Analysis of Row Partitioning Benefits
The partitioning definition used for “Scenario 1” on page 376 partitioned by month because many of the queries use months as their basic time unit.
Another option is to attempt to optimize access further by changing the granularity
of the partitioning scheme by partitioning at a finer level. Suppose the DBA considers
partitioning the table by day instead of by month. The table now has about 760 partitions
(25 months), with those corresponding to future dates in the current month being empty.
The results of telescoping the partition granularity for this table and query workload
look like this:
The effort to delete the oldest month of data is substantially the same as it was
for the same table defined with 25 primary index partitions. The run time for that
job is also substantially the same. Making the simplifying assumption that all months
have 30 days, the DBA would have to delete 30 smaller partitions with the oldest month
of data instead of deleting one larger partition, but the same number of rows are
deleted, and the elapsed time to delete them is roughly the same.
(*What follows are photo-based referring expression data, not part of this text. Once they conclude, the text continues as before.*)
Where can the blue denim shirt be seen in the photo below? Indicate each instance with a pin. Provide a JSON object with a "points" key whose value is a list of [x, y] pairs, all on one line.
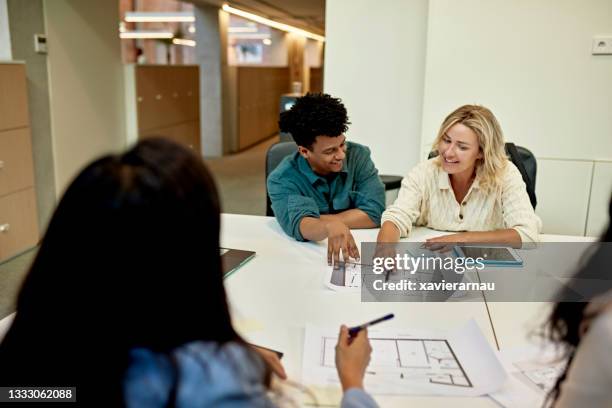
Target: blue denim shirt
{"points": [[206, 375], [297, 192]]}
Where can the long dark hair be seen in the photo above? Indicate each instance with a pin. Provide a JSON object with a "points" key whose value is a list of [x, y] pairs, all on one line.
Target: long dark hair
{"points": [[565, 324], [130, 259]]}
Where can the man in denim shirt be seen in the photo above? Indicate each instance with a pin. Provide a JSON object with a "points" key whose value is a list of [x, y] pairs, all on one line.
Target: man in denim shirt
{"points": [[329, 185]]}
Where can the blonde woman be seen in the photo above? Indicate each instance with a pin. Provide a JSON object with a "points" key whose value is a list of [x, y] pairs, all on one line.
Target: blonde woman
{"points": [[470, 188]]}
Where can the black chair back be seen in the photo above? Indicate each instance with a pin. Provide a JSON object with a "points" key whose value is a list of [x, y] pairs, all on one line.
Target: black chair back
{"points": [[276, 153]]}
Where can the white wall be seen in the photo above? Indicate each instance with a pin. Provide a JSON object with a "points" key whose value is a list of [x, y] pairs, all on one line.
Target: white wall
{"points": [[402, 66], [5, 35], [530, 62], [375, 62], [85, 81]]}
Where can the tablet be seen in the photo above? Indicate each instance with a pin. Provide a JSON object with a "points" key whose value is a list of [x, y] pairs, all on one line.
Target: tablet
{"points": [[232, 259], [491, 255]]}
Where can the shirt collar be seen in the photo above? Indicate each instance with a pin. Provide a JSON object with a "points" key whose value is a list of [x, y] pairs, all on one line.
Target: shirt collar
{"points": [[444, 180], [305, 169]]}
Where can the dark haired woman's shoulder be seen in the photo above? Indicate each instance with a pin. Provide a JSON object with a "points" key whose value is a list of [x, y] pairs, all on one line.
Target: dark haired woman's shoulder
{"points": [[199, 374]]}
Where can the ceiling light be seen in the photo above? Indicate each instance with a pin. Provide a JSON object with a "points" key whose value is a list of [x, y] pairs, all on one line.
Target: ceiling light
{"points": [[146, 34], [155, 16], [242, 29], [182, 41], [271, 23], [255, 36]]}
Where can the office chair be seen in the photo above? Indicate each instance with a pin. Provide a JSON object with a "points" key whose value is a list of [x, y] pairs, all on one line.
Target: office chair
{"points": [[277, 152], [526, 163]]}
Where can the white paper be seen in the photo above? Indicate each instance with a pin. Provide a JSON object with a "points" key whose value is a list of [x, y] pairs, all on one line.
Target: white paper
{"points": [[346, 278], [409, 362], [533, 373]]}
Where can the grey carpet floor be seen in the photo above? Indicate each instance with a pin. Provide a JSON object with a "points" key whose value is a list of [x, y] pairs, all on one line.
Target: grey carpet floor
{"points": [[241, 182], [241, 179]]}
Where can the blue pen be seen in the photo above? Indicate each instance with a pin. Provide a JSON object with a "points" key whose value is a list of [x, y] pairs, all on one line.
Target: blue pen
{"points": [[354, 330]]}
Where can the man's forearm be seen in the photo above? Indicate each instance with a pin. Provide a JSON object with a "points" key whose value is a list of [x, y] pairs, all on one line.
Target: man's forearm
{"points": [[353, 218], [313, 229]]}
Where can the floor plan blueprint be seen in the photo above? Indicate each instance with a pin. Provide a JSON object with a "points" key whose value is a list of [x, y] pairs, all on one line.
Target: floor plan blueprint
{"points": [[403, 362]]}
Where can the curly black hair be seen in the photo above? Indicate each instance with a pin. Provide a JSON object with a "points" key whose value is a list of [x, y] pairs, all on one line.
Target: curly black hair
{"points": [[314, 114]]}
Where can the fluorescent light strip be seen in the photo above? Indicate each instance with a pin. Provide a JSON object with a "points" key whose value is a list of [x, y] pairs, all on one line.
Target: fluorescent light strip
{"points": [[158, 17], [255, 36], [182, 41], [146, 34], [242, 29], [273, 24]]}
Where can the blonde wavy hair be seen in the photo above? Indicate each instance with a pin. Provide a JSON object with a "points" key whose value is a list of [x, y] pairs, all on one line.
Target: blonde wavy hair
{"points": [[490, 141]]}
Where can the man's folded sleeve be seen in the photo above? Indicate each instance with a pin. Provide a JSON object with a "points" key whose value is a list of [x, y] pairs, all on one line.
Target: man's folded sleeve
{"points": [[290, 207], [371, 191]]}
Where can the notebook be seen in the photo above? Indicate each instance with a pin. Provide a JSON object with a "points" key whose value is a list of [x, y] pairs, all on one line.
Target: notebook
{"points": [[232, 259]]}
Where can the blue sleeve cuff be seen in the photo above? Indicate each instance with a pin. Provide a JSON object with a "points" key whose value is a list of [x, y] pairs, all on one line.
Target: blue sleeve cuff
{"points": [[299, 207]]}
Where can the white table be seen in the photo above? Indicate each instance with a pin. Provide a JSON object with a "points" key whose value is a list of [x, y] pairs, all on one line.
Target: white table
{"points": [[518, 323], [278, 292]]}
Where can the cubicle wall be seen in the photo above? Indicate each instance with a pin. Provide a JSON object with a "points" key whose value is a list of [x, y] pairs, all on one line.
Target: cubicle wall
{"points": [[316, 79], [18, 216], [168, 103], [259, 90]]}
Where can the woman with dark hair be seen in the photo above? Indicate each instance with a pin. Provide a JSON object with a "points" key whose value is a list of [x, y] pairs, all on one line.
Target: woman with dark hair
{"points": [[585, 332], [125, 298]]}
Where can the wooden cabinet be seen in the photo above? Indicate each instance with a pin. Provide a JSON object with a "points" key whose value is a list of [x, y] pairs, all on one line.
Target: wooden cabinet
{"points": [[168, 103], [18, 215], [259, 92]]}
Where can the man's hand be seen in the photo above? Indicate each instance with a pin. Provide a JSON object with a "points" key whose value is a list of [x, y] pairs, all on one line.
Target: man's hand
{"points": [[352, 358], [445, 243], [271, 358], [340, 239]]}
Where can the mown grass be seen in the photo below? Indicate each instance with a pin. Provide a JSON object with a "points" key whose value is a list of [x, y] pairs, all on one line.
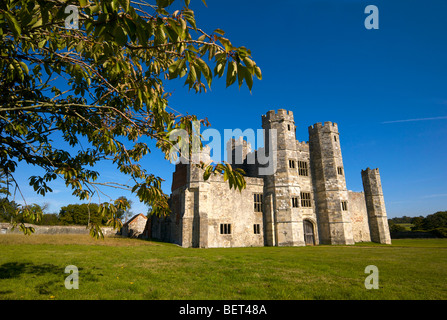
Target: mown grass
{"points": [[118, 268]]}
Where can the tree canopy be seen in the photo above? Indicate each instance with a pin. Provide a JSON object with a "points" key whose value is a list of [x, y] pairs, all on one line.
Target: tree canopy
{"points": [[95, 71]]}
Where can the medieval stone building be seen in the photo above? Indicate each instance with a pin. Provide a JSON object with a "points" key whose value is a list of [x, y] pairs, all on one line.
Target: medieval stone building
{"points": [[304, 201]]}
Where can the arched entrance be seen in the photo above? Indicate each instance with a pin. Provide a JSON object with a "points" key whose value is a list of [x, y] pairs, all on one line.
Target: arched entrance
{"points": [[309, 237]]}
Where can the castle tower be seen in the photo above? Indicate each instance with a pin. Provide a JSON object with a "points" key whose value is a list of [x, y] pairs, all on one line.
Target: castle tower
{"points": [[283, 222], [331, 195], [237, 150], [375, 206]]}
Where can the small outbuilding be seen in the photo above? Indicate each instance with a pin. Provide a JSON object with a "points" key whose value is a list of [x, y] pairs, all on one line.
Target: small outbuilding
{"points": [[135, 227]]}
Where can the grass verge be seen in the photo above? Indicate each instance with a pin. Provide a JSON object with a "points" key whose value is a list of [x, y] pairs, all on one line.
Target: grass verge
{"points": [[118, 268]]}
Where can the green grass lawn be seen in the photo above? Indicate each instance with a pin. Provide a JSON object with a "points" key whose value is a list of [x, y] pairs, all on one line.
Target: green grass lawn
{"points": [[117, 268]]}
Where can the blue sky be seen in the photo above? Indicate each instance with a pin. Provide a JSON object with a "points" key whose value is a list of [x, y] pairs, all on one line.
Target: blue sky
{"points": [[386, 89]]}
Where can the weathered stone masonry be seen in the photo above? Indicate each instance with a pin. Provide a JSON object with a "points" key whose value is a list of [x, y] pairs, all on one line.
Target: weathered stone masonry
{"points": [[304, 202]]}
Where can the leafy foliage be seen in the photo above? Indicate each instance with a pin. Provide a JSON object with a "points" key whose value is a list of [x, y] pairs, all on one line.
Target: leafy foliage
{"points": [[104, 83]]}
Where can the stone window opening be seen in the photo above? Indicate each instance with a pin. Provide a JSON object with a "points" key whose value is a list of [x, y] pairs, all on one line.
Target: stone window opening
{"points": [[291, 164], [303, 168], [305, 199], [225, 228], [295, 202], [258, 202]]}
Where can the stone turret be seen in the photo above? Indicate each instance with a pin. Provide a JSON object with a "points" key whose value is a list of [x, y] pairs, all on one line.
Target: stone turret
{"points": [[329, 184], [375, 206], [284, 224]]}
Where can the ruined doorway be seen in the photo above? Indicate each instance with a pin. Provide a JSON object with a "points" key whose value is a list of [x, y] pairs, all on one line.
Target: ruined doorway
{"points": [[309, 238]]}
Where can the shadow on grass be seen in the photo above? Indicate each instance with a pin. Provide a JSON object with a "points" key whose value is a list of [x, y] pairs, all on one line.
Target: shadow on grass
{"points": [[16, 269]]}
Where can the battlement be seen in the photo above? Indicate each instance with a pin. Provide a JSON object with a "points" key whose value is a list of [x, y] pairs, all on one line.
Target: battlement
{"points": [[369, 171], [280, 115], [239, 142], [328, 126], [302, 145]]}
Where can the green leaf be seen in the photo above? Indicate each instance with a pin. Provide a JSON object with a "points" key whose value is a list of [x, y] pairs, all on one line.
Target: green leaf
{"points": [[125, 4], [219, 31], [231, 73], [120, 36], [258, 72], [13, 24], [164, 3]]}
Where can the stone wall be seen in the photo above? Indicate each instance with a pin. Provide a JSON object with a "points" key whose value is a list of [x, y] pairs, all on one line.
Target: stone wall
{"points": [[6, 228], [359, 216]]}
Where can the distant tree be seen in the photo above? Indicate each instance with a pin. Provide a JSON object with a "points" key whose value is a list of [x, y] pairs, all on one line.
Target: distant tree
{"points": [[435, 220], [396, 228], [417, 223], [124, 212], [8, 210], [81, 214], [49, 219], [115, 62]]}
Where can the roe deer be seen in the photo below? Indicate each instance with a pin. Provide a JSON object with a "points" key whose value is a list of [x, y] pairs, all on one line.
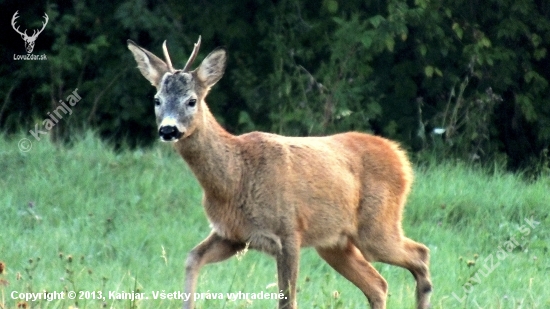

The nightly inserts benefit from the finer partitioning because instead of being concentrated
in one or two partitions out of 25, the inserted rows are now directed to three, four,
or at most five partitions out of 760; well under 1% of the partitions. Most of the
inserts are directed to one partition, the one containing the activity for the day
just completed.
The short-running primary index access queries are not impacted either way by having
760 partitions instead of 25.
The ad hoc queries that usually analyze two or three months of data are also little
changed, now accessing roughly 60 out of 760 partitions rather than 2 out of 25, roughly
the same percentage of the defined partitions for the primary index. Queries varying
by the time of month, however, might realize some performance gain with the larger
number of partitions. For example, a query submitted on the fourth day of the month
might be likely to analyze the current day and the previous 33 days of data, while
a query submitted later in the month might restrict the analysis to that calendar
month. In this case, the 34 day query would involve 68 out of 760 partitions, instead
of 4 out of 25, a significantly smaller percentage.
The analysis queries examining 24 months of data run in about the same length of time
because they touch most of the rows in the table in either case.
The joins are not impacted by the number of partitions because there are no direct
joins against this table.